# Crazy greeter



## PawsOfAloha (Apr 29, 2010)

I am posting this a second time, but in this category which seems to be more appropriate for my question. I apologize for the inconvenience.

Koa is almost 2 years old and listens well except when people come over to our house. We have made a point to socialize him with new and different people and he's calm and happy when seeing people out of the house. But when we have guest or handymen come in he goes into crazy mode. Nothing aggressive. Just overly excited, full body wagging, whining, and pushy. We've tried "claiming" our guests and having him lay and wait until he's calm to release him to say hello, but even 20 to 30 minutes later he's still whining and trying to combat crawl to our guest! How else can we help him to greet people in a calm manner? Any help would be greatly appreciated :apple:


----------



## MaggieRoseLee (Aug 17, 2001)

I have the same problem, too much love and joy. We want our dogs happy and socialized so we can have people in the house, but TOO much GSD in the face can be a problem.

I tend to just manage at this point, sometimes putting the dogs in a back room if I know the people coming over will be too overwhelmed. Usually letting the dogs out later on, they will be calmer.

Bet you get better suggestions from others though.


----------



## Caledon (Nov 10, 2008)

I have the same problem. If I answer the door I put her in a down stay. I found that in a sit stay she would take liberties and stretch her neck out as far as she could towards the guest without moving her feet. In a down stay, she will sometimes crawl, but I just send her back. 

It's really hard to work on this because the person at the door wants to meet her and she knows it. What I really need is helper to ring the doorbell and work on controlled greetings at the door. 

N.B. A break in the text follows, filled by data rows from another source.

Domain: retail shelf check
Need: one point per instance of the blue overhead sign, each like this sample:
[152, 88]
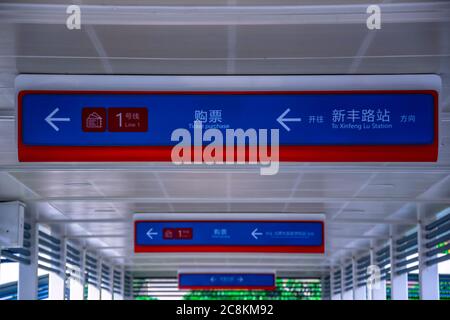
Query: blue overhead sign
[202, 281]
[60, 119]
[229, 236]
[312, 126]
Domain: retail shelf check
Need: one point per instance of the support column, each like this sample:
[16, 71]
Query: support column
[378, 292]
[56, 280]
[93, 291]
[332, 287]
[76, 285]
[359, 293]
[428, 275]
[120, 296]
[346, 295]
[399, 283]
[28, 274]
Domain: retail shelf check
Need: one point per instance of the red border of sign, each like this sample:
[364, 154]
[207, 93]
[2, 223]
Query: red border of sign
[267, 288]
[324, 153]
[232, 248]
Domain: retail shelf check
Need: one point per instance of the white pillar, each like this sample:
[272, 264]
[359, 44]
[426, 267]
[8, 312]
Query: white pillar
[399, 283]
[28, 274]
[428, 275]
[93, 292]
[359, 293]
[77, 285]
[332, 287]
[346, 294]
[120, 296]
[55, 287]
[378, 292]
[56, 280]
[76, 289]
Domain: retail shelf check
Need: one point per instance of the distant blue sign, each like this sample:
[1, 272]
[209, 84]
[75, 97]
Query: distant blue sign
[283, 236]
[226, 281]
[92, 119]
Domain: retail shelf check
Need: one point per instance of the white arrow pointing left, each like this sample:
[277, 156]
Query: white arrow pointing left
[255, 233]
[50, 119]
[150, 233]
[281, 119]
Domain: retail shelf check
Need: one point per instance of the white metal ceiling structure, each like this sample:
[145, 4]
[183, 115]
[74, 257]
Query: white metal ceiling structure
[93, 203]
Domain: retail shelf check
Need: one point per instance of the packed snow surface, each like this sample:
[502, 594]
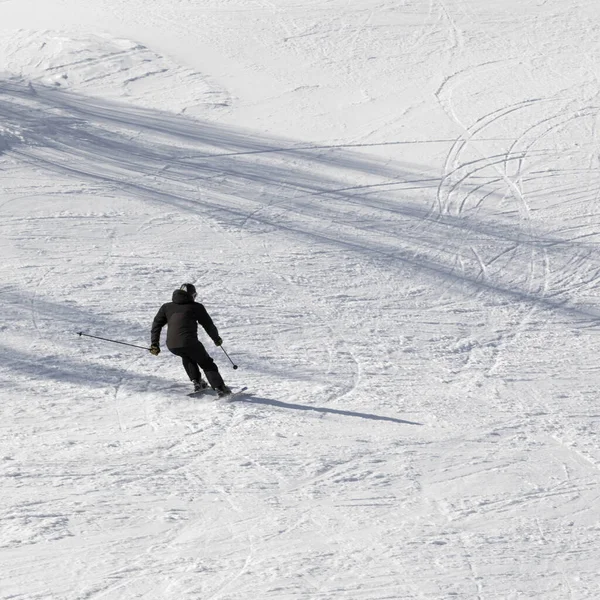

When my kids (25 and 18 year olds) answer the door it is all about who is on the other side and "don't make my friends wait" till I get the dog settled. Then I hear them complaining to their friends about how hyper she is. Angers me, because they actually encourage this excitement.

My attitude is that I want to train my dog property, and a proper greeting at the front door is important, so I make the person wait. Training is more important to me than answering the door in 5 seconds or less.

I didn't train her to do this but sometimes when the doorbell rings she will automatically run to her kennel. I had asked her to do this once when I knew the person coming over was afraid of dogs.


----------



## bianca (Mar 28, 2010)

I have the same situation and now I have Molly (shes only 6 months) on a lead and I make her stay on her bed (in the same room) for however long it takes for her to become calm. When she eventually goes over to greet, if she jumps up etc I pull her back until calm again etc etc!!!!!


----------



## Mary Beth (Apr 17, 2010)

Sting was like that. What worked to calm him down, was to ignore him. Both of us, the guest and I would turn our backs when Sting was in full greeting mode (jumping up, barking, going for the repairman's tools) - the repairman held his tool against his chest. We stayed with our back turned until Sting got the message that the guest wasn't his new play buddy. It took about 10 seconds. Then I talked to the guest. If Sting came up to sniff - fine, but as soon as he tried to mouth the fingers or jump up, I asked the guest to just turn his back and put his hands in his pockets. People were understanding - one new neighbor was skeptical but game, and was impressed when it worked. I got this idea from the book by Turid Rugaas "Barking: The Sound of a Language" - the chapter on door greeting.


----------